Design, Dynamics, and Control of Mobile Robotic Systems
Mobile robotic systems are increasingly prevalent in several fields of academia, industry, and everyday life. This dissertation outlines the development of several means of locomotion for such systems and the tools created and used to design them. Novel mechanical designs with minimal actuators are combined with advanced control systems to create dynamic locomotion behavior. A single, unified Lagrangian dynamics architecture is used to represent a variety of robotic systems, derived from first principles and applied programmatically. Model-based control methods are heavily used to take advantage of the known dynamics and are also applied programmatically for the automatic generation of control laws and gain scheduling lookup tables. Improvements to encoder velocity estimation across a wide velocity range are described in detail. A number of key hardware advances in different fields are exploited to create low-cost, but capable, mobile robotic systems: additive manufacturing (3D printing), powerful embedded microprocessors (Arduino, ARM, FPGA), solid state sensors (MEMS accelerometers and gyroscopes), and inexpensive brushed DC motors. This dissertation presents both notable results and tactical details of implementation that will be useful to those designing similar systems.

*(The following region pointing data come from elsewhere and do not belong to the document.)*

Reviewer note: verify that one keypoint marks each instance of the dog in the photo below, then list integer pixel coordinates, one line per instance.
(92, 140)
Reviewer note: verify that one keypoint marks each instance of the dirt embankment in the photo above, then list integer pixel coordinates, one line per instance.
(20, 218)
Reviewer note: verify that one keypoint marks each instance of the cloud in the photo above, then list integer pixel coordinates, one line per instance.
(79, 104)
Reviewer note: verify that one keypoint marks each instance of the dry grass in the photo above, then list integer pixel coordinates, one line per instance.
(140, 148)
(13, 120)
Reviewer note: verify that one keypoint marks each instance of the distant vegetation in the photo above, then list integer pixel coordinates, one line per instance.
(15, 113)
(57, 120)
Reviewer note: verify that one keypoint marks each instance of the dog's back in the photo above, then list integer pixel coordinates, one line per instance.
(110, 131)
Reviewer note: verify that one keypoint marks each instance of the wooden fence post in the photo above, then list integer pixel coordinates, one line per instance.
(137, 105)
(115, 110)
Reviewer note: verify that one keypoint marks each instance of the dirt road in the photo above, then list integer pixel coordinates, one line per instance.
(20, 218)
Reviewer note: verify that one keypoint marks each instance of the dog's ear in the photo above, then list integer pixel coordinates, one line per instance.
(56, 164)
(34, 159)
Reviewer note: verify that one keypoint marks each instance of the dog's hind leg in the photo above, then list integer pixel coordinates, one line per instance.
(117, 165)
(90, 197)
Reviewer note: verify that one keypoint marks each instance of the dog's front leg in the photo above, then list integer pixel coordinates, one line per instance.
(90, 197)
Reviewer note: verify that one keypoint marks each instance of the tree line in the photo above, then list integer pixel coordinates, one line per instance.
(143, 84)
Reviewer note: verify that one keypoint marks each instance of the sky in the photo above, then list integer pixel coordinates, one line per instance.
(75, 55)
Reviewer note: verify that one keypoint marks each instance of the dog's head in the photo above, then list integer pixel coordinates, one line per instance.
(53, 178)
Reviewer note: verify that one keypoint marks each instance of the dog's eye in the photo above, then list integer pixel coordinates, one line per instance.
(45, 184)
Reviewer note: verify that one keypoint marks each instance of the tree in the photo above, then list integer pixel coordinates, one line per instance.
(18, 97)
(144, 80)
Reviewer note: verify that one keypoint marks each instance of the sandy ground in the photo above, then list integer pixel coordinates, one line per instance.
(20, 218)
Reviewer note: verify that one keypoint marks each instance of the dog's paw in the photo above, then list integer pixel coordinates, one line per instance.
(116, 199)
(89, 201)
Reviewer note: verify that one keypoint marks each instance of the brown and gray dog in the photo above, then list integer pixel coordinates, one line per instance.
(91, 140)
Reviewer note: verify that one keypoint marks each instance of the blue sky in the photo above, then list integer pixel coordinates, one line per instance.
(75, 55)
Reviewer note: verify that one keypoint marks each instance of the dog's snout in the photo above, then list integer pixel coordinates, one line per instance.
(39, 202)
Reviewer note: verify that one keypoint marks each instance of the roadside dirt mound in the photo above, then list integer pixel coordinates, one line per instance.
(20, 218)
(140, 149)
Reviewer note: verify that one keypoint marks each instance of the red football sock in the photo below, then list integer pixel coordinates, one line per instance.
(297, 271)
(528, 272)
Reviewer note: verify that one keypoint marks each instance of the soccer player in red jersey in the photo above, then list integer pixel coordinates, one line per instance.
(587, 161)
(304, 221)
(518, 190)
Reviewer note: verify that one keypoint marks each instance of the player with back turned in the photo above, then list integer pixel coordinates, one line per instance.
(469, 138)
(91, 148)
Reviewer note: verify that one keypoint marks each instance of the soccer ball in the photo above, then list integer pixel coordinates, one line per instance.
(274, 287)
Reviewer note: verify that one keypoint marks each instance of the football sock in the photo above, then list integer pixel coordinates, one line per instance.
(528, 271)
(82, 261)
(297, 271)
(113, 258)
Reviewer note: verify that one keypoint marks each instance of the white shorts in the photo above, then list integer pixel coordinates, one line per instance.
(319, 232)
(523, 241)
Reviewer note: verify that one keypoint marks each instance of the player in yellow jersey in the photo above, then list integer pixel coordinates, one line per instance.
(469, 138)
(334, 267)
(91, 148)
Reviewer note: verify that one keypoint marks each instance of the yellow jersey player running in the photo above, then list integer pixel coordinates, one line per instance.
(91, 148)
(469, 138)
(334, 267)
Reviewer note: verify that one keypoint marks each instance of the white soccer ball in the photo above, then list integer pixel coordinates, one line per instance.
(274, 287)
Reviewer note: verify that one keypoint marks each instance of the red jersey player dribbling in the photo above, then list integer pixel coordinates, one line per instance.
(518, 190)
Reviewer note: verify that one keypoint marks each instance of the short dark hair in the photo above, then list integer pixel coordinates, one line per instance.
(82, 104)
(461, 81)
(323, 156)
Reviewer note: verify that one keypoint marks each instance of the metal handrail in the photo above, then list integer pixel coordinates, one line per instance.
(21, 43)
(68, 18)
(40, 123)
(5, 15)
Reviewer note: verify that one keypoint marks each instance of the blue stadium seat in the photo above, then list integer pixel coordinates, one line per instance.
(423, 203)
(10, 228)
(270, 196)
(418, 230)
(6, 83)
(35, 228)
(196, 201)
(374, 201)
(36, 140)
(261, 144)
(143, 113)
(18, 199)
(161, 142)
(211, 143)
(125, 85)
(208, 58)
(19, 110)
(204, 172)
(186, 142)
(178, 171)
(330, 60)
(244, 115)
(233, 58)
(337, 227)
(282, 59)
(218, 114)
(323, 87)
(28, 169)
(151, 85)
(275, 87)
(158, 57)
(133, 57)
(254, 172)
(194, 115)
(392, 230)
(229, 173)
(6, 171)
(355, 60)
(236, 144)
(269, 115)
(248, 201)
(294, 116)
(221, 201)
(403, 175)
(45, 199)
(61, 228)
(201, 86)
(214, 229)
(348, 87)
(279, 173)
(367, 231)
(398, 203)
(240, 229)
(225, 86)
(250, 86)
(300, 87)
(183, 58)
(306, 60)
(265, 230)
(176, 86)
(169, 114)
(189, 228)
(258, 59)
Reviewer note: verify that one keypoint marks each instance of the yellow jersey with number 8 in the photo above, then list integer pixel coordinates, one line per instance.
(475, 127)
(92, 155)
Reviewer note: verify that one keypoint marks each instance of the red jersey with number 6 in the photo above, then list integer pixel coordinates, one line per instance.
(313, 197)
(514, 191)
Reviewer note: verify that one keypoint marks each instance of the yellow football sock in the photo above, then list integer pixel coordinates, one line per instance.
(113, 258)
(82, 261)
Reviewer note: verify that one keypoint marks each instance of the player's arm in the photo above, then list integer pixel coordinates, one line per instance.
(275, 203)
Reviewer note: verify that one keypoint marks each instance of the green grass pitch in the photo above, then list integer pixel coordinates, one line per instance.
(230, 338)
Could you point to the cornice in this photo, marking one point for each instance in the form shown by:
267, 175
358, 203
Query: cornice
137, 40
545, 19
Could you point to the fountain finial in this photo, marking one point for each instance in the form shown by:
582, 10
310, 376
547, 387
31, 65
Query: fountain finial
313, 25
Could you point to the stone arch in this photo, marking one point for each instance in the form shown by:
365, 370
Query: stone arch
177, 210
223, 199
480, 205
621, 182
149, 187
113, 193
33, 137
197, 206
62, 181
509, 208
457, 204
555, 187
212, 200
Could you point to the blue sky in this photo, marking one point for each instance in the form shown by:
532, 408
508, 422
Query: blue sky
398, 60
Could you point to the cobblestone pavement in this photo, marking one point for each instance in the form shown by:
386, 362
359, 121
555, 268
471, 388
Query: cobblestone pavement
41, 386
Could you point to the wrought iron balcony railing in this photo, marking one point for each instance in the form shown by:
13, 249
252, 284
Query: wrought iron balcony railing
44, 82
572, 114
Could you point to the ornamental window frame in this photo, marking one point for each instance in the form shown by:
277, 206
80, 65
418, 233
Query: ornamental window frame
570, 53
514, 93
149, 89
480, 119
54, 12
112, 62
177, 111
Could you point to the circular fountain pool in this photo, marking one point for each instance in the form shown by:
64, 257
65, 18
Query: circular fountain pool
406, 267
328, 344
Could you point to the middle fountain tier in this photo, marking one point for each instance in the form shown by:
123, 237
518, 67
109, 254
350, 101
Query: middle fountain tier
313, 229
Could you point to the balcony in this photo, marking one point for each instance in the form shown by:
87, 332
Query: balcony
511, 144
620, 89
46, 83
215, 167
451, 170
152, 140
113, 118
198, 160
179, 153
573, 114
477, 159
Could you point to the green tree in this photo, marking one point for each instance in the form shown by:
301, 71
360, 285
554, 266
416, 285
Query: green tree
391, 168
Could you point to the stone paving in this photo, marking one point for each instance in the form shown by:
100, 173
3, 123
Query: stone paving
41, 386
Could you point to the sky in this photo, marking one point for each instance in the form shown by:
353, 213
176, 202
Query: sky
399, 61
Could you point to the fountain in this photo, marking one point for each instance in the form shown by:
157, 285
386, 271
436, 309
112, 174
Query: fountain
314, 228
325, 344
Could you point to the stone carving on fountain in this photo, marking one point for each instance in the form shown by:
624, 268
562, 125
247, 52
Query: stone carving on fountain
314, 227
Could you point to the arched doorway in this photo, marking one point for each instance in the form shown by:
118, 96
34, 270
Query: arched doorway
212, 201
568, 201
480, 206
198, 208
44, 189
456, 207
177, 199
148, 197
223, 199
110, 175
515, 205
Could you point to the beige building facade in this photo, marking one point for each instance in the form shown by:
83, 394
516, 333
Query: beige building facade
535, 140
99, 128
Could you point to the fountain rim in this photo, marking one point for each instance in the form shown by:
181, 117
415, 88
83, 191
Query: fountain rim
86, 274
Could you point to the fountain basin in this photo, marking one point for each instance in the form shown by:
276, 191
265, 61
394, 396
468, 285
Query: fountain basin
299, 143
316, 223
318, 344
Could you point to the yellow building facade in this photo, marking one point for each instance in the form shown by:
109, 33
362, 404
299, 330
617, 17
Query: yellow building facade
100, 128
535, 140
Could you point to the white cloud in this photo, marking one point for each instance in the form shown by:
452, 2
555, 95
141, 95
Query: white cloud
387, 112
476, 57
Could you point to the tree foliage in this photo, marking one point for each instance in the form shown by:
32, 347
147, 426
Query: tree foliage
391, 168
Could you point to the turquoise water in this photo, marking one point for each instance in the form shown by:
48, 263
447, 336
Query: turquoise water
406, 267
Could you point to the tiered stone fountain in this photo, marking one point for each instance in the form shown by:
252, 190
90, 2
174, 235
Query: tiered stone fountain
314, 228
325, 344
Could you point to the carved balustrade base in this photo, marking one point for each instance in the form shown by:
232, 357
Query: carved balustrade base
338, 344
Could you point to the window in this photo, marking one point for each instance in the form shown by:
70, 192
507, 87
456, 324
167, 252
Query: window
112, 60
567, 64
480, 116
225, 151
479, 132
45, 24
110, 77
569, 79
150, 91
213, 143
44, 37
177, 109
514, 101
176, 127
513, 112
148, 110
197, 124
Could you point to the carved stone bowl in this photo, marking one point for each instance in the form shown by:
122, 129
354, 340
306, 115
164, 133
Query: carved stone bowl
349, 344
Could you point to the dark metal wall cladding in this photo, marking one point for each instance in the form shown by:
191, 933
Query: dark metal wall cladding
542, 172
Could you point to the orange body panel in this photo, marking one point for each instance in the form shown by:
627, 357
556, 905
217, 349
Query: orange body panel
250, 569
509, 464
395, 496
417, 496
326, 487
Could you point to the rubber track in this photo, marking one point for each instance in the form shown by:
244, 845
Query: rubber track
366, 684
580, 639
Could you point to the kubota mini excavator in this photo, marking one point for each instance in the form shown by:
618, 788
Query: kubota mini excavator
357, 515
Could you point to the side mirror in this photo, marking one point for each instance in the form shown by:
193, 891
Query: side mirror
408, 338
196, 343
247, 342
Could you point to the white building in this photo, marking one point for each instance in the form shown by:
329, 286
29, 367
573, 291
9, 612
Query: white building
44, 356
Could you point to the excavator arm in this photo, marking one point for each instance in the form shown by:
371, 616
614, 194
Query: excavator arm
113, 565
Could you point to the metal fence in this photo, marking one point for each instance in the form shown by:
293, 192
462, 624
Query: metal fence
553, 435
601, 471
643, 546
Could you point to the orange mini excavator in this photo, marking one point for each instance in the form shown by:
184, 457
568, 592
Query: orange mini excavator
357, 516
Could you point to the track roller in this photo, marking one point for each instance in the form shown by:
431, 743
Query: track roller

Several novel robotic systems are presented in this dissertation. First, two incarnations of a mobile balancing platform with two coaxial wheels with the center of mass above the center of rotation are presented. Active feedback control is required to stabilize the system. Next, Switchblade is a patent pending treaded inverted pendulum designed for maximum mobility over a wide range of terrain including tight spaces and significant obstacles (e.g. stairs). Multiple variants of the design are explored, which shows that the vehicle concept is broadly applicable across different length scales and use cases. SkySweeper is an under-actuated robotic system designed for multimodal locomotion along wires and cables. Finally, RAPID is a reconfigurable, automated dynamometer for characterizing small DC motors, the primary purpose of which is identifying the operating parameters of motors used in vehicles with model-based control and estimation algorithms.